Byron got to his feet. He was self-possessed. “I’ve heard you say that it’s people who screw up buildings,” he said in a clear ringing voice. He looked pleased at catching the master in a contradiction.
Max got on his haunches to be level with the boy, speak to him face-to-face. “The things I say, the things anyone says about their work, are never really true. The troubles I have in my work are too involved with what I can’t do and what the world won’t let me that I can’t speak of them honestly. But I can tell you that it’s the practical problems that make architecture a great art form. Buildings have to
work
. A painting doesn’t have to support a hundred people dancing. A sculpture doesn’t have to have running water and toilets. Look at your idea of a swimming pool—” Max pointed to a drawing that had fallen halfway off the coffee table. “It’s neat to put it on the top floor and cover it with glass windows—only an ordinary floor wouldn’t support the weight and it would cost too much to have the extra support and the heating in winter would cost too much and the glass itself would cost too much. Anyone can imagine beautiful things. That isn’t talent. Talent is making beautiful things work. You don’t know how to make them work. And you’re not interested in finding out. You just want to show off. You just want adults to say—isn’t he bright? Isn’t he talented? And the reason you want that is because your father doesn’t know any other way of loving you except by believing that you’re talented. He’s scared he won’t love you if you’re ordinary and so you’re scared to be ordinary.” Max knew he had said too much. He clenched his hands and swallowed, trying to hold himself in, to stop the flow of hurtful talk.

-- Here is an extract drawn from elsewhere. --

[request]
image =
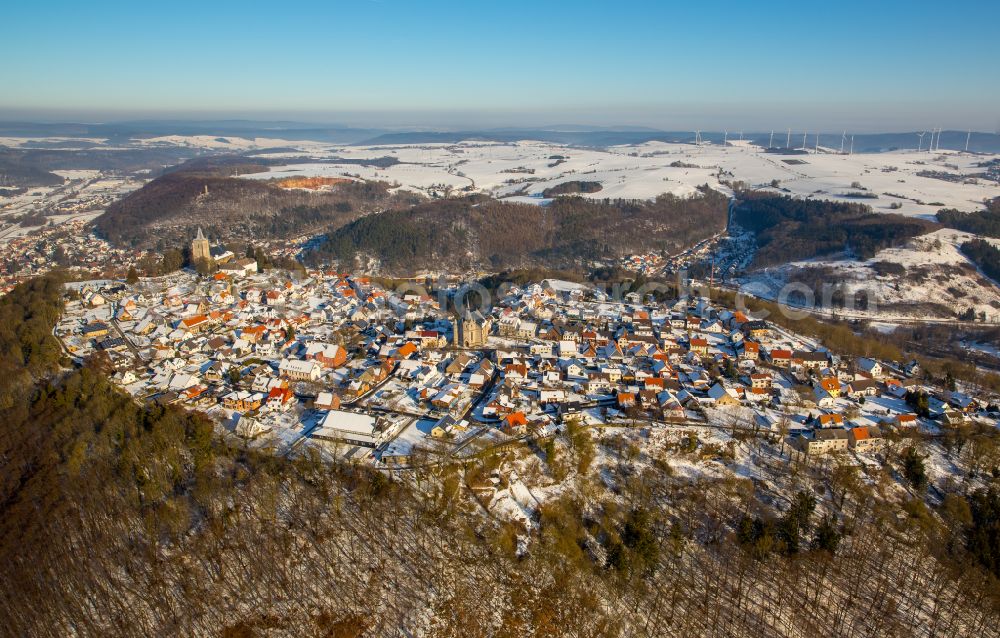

However, Byron wasn’t hurt. He didn’t back away. He moved closer to Max while he listened to the lecture. His high cheeks seemed to lift his mouth into a grin. His thin eyebrows rose up and merged with the edges of his haircut. When Max finished, Byron nodded to himself as if he had come to a conclusion. “You’re jealous of me,” he said mildly.
“Jealous of you?” Max rocked back on his heels and tilted too far to the right. He put out a hand to steady himself. The pantomime of being off balance was a good reflection of how he felt. Max assumed Byron meant that Max was jealous Byron had a rich father. “Jealous of what?” he asked to be sure.
“That I’m so good at it and I’m just a kid.” Byron gestured to his drawings. One of them had slid too far off the coffee table; it began a slow and noisy descent to the floor. They both watched it drop without making a move.